Monday, July 16, 2007

Reykjavik's Blue Lagoon

The Blue Lagoon is one of Reykavik’s most famous attractions: A wide thermal pool that draws families, couples and simply the curious, who wade through the hot spots, sip beer beneath a bridge, slather mineral mud on their faces.

It’s part tourist trap, part transcendent voyage into an ethereal universe. Steam rises from the pool, carved from a lava landscape that looks like it should be on the moon. It’s an attraction for real people with real bodies; cellulite is a familiar here, and nobody winces at it.

I don’t expect it to be a social experience. But soaking, it seems, brings out the chat.

A lovely Norwegian mom and her 15-year-old, Ingeborg, advise us about the mud.
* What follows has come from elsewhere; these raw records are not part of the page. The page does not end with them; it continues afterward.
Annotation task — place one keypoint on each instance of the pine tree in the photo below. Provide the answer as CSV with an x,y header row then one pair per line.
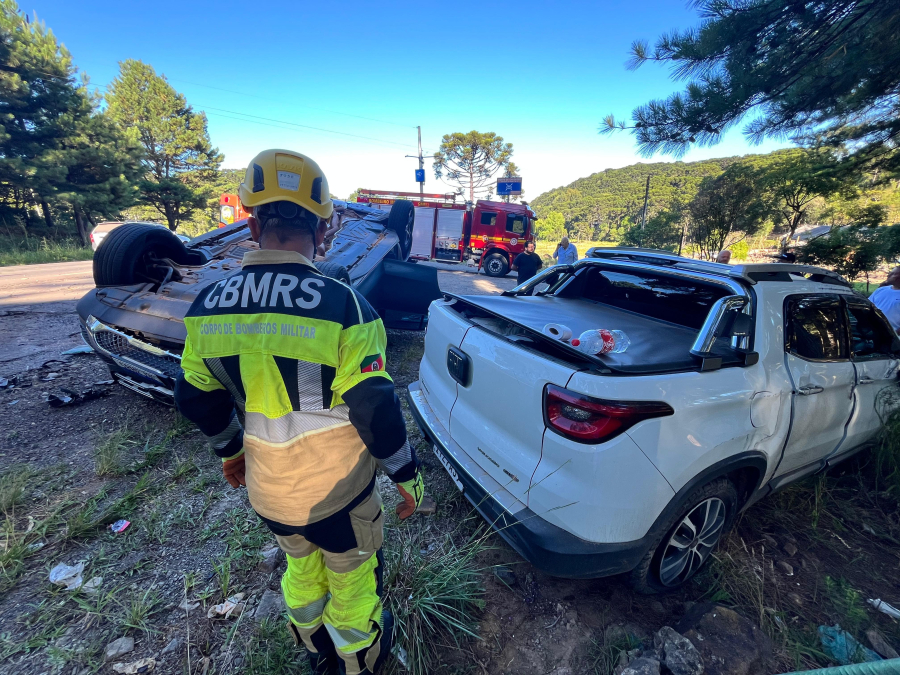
x,y
178,155
826,71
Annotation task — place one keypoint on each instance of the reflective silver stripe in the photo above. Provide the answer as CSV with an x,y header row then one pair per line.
x,y
310,613
217,369
397,461
221,439
294,424
309,385
344,637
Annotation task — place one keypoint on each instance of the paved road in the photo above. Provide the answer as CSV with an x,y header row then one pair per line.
x,y
37,307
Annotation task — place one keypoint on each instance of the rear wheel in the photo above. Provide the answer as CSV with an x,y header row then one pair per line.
x,y
689,540
496,265
401,220
334,271
135,253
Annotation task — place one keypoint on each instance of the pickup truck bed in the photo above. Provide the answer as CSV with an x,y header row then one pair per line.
x,y
656,346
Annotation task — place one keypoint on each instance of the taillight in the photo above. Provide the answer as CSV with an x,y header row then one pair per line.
x,y
592,420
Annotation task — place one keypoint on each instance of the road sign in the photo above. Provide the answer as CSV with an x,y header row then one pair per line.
x,y
510,185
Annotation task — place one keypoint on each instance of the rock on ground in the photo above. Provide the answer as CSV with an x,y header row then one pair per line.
x,y
270,605
678,653
728,643
117,648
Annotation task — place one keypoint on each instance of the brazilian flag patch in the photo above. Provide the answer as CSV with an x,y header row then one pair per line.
x,y
372,364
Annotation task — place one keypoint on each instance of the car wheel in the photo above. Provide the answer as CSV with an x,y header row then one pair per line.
x,y
133,253
690,538
401,220
334,271
495,265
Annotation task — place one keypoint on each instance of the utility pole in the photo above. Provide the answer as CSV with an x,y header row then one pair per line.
x,y
421,164
644,213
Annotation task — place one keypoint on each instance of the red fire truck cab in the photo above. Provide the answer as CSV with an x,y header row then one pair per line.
x,y
230,210
489,234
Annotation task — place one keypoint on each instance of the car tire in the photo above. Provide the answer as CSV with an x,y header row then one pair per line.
x,y
125,255
683,548
496,265
334,271
401,220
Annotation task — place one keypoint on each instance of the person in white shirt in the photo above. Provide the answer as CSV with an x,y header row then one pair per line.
x,y
887,298
565,253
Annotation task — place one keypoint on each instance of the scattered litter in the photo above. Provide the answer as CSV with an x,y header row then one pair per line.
x,y
231,606
882,606
188,606
69,397
142,666
80,349
843,647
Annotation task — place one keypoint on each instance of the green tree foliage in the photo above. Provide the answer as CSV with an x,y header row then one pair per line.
x,y
606,203
791,68
56,150
179,159
551,227
854,250
469,162
727,208
663,231
792,179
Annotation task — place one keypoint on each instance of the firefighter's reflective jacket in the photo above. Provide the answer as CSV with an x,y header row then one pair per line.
x,y
287,365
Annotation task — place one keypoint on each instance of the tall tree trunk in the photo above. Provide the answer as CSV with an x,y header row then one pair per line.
x,y
48,217
82,230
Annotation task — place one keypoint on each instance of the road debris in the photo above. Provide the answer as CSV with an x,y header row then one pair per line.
x,y
882,606
843,647
69,397
80,349
119,526
142,666
231,607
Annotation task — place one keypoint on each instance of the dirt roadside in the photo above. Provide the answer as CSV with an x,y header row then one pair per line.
x,y
75,470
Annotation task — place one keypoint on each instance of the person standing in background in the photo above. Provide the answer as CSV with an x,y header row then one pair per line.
x,y
565,253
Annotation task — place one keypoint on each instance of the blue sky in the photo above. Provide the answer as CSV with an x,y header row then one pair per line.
x,y
541,74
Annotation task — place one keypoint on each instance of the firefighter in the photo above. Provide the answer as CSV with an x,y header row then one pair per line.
x,y
284,373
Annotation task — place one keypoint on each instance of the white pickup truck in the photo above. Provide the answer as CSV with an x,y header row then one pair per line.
x,y
738,380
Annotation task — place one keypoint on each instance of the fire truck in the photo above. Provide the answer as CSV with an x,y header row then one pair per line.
x,y
489,234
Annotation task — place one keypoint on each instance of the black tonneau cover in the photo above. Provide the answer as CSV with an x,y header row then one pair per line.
x,y
656,346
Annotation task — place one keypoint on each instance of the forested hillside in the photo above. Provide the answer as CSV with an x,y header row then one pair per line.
x,y
604,204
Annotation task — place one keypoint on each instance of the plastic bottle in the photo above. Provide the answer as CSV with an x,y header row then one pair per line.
x,y
601,341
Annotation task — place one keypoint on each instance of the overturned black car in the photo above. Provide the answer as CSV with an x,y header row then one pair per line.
x,y
147,278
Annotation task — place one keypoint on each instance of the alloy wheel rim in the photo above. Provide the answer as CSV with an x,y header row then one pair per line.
x,y
692,541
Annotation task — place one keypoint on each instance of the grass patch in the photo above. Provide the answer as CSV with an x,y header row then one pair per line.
x,y
31,251
435,598
272,650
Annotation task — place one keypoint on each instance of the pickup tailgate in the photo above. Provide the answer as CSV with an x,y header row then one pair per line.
x,y
498,415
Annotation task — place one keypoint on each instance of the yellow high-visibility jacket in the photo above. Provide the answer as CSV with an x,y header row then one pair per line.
x,y
287,365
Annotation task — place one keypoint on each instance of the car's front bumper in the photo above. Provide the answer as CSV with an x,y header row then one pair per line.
x,y
548,547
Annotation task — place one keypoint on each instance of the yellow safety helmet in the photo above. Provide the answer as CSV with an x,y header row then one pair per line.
x,y
284,175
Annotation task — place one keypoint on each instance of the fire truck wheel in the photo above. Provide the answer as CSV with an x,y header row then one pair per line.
x,y
334,271
134,253
496,265
401,220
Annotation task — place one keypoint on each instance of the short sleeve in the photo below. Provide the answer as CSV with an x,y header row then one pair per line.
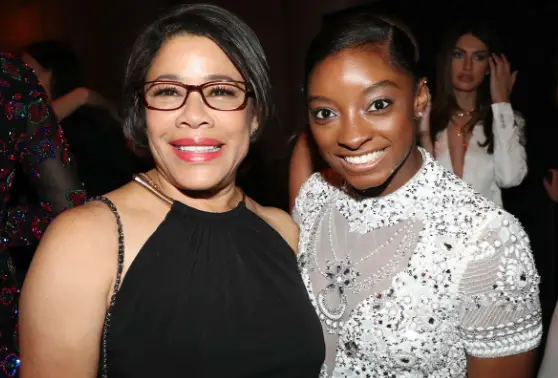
x,y
501,313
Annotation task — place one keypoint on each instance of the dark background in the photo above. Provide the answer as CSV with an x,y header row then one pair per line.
x,y
102,32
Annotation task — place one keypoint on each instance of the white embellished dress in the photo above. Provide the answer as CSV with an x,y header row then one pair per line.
x,y
409,284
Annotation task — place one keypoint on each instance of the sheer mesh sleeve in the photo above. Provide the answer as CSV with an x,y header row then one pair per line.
x,y
43,153
501,314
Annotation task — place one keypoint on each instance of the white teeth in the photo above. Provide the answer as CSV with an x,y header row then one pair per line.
x,y
199,148
364,159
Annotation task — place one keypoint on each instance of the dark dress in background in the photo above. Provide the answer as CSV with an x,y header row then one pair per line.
x,y
32,145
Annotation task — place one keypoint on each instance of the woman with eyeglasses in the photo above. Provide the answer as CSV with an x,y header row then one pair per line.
x,y
193,278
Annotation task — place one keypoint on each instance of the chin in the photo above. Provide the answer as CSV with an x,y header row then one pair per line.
x,y
366,182
199,181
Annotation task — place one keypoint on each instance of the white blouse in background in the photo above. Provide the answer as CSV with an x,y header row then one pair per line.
x,y
407,285
488,173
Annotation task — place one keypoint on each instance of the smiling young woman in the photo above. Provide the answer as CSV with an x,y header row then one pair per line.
x,y
412,273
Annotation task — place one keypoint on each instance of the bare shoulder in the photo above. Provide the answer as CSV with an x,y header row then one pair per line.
x,y
280,220
78,235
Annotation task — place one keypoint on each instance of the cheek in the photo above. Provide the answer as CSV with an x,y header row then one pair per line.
x,y
158,123
456,65
480,68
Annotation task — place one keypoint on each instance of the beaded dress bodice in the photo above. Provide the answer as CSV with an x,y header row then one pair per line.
x,y
409,284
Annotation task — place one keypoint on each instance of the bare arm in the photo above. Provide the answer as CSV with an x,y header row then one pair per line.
x,y
515,366
300,168
64,297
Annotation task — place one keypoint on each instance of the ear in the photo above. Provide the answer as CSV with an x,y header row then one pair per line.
x,y
422,96
254,125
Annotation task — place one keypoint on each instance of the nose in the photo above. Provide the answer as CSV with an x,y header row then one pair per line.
x,y
467,63
354,132
194,113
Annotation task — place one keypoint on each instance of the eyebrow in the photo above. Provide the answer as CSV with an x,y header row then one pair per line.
x,y
373,87
213,77
475,51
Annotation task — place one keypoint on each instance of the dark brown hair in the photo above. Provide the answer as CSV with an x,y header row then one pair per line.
x,y
445,104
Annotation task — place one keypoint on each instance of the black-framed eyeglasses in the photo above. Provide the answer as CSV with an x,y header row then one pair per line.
x,y
218,95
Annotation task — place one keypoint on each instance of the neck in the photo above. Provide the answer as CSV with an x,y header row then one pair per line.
x,y
466,100
411,164
215,200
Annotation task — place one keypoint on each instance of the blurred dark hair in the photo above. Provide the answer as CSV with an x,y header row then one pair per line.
x,y
358,27
62,61
228,31
445,104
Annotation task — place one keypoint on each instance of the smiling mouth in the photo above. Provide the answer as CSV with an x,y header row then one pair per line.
x,y
198,149
369,158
Don’t get it too close to your eyes, the mom warns.

From there we move to fishing – the Mediterranean is losing it’s tuna, we’ve read – and whale hunting, still practiced in Norway.

What do these Norwegians think about it? The mom thinks it’s OK, as long as the fishermen are conservative about the haul. The daughter thinks it’s not a good idea. “Why do it when there are other resources?’’ she asks.

The mom, dad and daughter have spent two weeks driving around Iceland. Ingeborg has liked the Westfjords best … but thinks the roads need help.

The subject moves to America; it always does. “Americans are egocentric, I think,’’ says the daughter. “The spotlight is always on them. And Americans, they are always afraid,’’ she says. She’s never visited the U.S., but she clearly reads. She’s always had opinions, the mother says.

The daughter doesn’t understand the outcome of the last presidential election. Another election is coming soon, I tell her.

A Spanish couple joins in. He works for an American multinational. The coming American election is a hot topic among Europeans; they always want to know who will win. We don’t know, we tell them.

The Spaniards, too, have spent a couple of weeks driving around Iceland. “I’m a curious person,’’ he tells us. “I came here for a few days once on business. I thought it would be interesting to look around.’’

They’ve enjoyed it here, but thought the geothermals at Yellowstone more impressive – especially when combined with Yellowstone's wildelife. Still, Iceland has fjords with icebergs .. something you can’t see in Wyoming.